NASA IG Worries About Programmatic Risk to Orion Due To Funding Constraints

On the same day that NASA and the U.S. Navy tested operations for recovering the Orion spacecraft from an ocean landing, NASA’s Inspector General (IG) issued a report warning that NASA’s incremental development of Orion adds program risk.

The Office of Inspector General (OIG) report did not criticize NASA program managers, conceding that they are doing the best they can under current funding constraints.  Instead it reiterated warnings that incremental funding increases program risk and urged NASA program managers to be “as transparent as possible when discussing the issues” facing the program.  Funding constraints that force program managers to “adopt a less-than-optimal incremental development approach in which elements necessary to complete the most immediate steps are given priority” and other elements are pushed out into the future “increases risks.”

Referring to Orion as the Multi-Purpose Crew Vehicle (MPCV), the generic name used in the NASA Authorization Act of 2010, the report states that deadlines are already being stretched out:  “Specifically, test dates have slipped 4 years on the Ascent Abort-2 test and 9 months on the Exploration Flight Test-1.”  Development of life support systems also has been delayed.    Those are a portent of what is in store for NASA’s entire human exploration program in the current budget situation, the OIG asserts, and “it is unlikely that NASA would be able to conduct any surface exploration missions until the late 2020s at the earliest.”

Meanwhile, NASA and the Navy tested recovery techniques for lifting an Orion capsule out of the ocean onto a Navy ship today using a mockup of the capsule. 

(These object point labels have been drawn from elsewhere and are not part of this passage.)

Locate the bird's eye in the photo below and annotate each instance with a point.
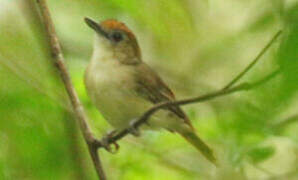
(117, 36)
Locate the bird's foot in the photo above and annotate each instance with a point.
(107, 145)
(133, 129)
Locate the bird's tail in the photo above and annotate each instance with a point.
(192, 138)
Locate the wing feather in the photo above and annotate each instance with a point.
(151, 87)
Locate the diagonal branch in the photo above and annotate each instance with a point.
(228, 89)
(143, 119)
(233, 81)
(76, 104)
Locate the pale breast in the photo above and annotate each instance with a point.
(111, 88)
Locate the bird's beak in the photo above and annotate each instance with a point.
(96, 27)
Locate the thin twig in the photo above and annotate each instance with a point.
(142, 119)
(233, 81)
(76, 104)
(228, 89)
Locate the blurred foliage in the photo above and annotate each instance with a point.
(196, 46)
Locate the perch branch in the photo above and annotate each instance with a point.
(142, 119)
(76, 104)
(262, 52)
(228, 89)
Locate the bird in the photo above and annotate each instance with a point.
(122, 86)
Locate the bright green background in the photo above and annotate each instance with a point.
(197, 46)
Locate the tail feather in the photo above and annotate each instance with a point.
(192, 138)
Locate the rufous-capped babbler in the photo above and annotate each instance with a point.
(123, 87)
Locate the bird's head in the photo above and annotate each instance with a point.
(117, 39)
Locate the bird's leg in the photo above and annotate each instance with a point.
(132, 129)
(105, 142)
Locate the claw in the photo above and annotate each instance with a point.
(105, 142)
(133, 130)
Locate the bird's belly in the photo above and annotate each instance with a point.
(119, 107)
(114, 96)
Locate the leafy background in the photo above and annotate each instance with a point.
(196, 46)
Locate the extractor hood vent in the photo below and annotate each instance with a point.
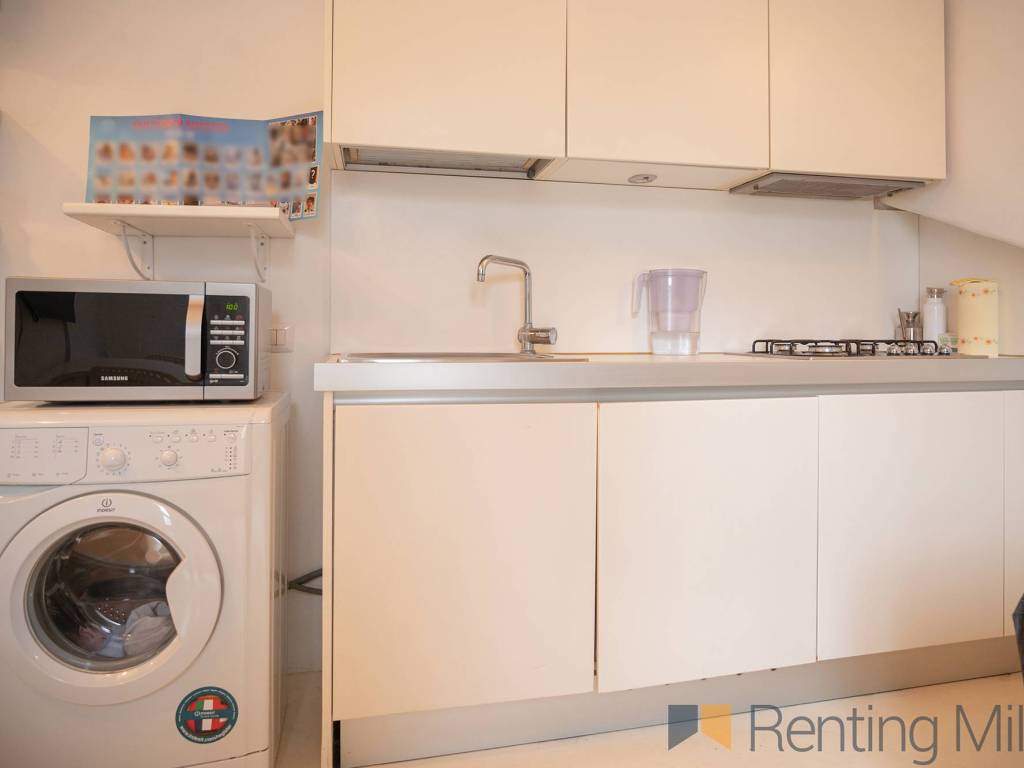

 Mockup of Orion capsule next to U.S.S. Arlington, August 15, 2013.   Photo credit:  NASA

The Navy will recover a test version of the Orion spacecraft from the ocean next year at the conclusion of the Engineering Flight Test-1 (EFT-1), designed to test reentry characteristics.   The spacecraft will make two orbits of the Earth, reaching an altitude of 3,600 miles, which NASA describes as being further from the planet than any mission since Apollo 17, the final lunar Apollo mission in 1972.  The Navy has not recovered a NASA human exploration spacecraft from the ocean since the 1975 Apollo-Soyuz Test Project.  After decades of using the space shuttle, which landed on a runway, NASA is returning to ocean landings for the new Orion capsule.  Today’s Orion Stationary Recovery Test took place at Naval Station Norfolk, VA.  The Navy posted a video of some of the operations.

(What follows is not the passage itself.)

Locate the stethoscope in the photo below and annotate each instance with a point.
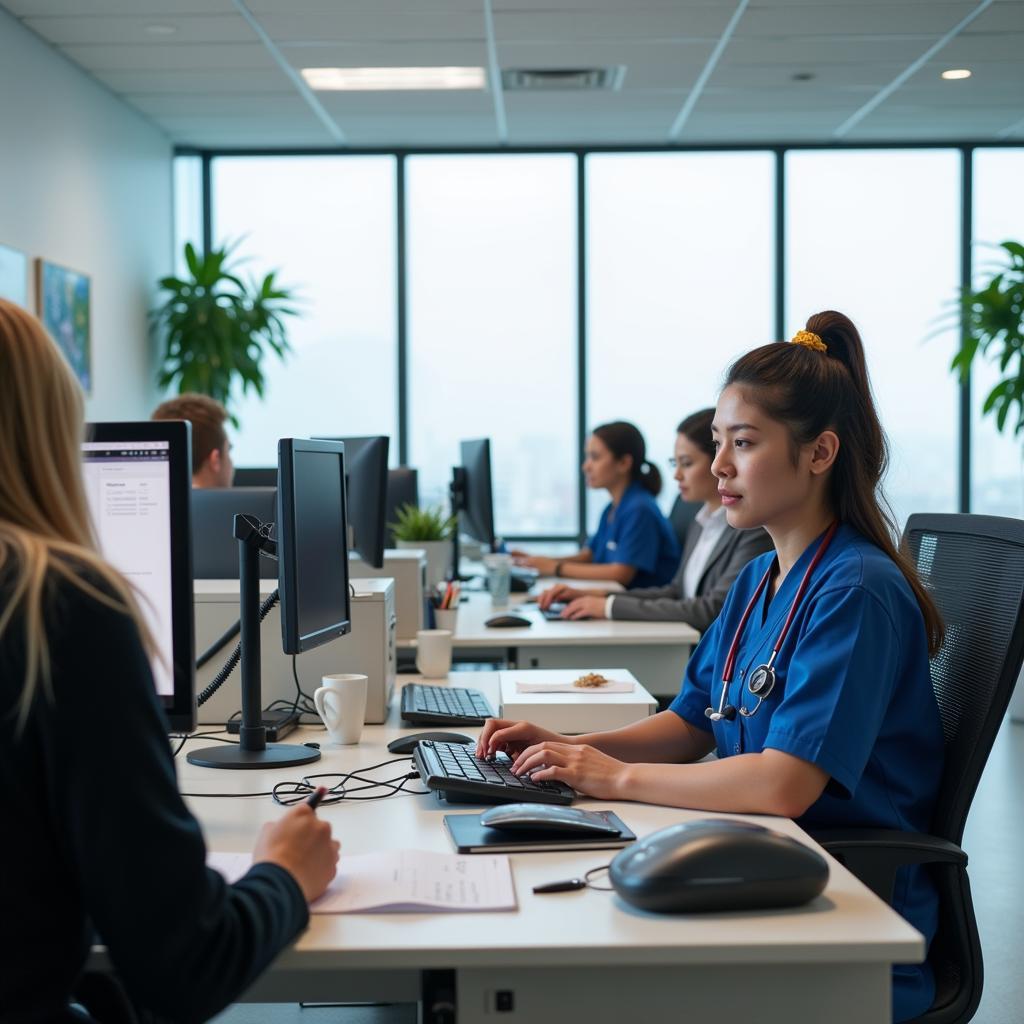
(762, 679)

Orion is being designed to travel beyond low Earth orbit, eventually to Mars, although its precise intermediate destinations are still the subject of debate.

Correction:  An earlier version of this article incorrectly stated that the EFT-1 mission would take the Orion test vehicle to the distance of the Moon and back.  It will only reach an altitude of 3,600 miles.  That is15 times further from Earth than the International Space Station, but far shy of the Moon (which is 240,000 miles away).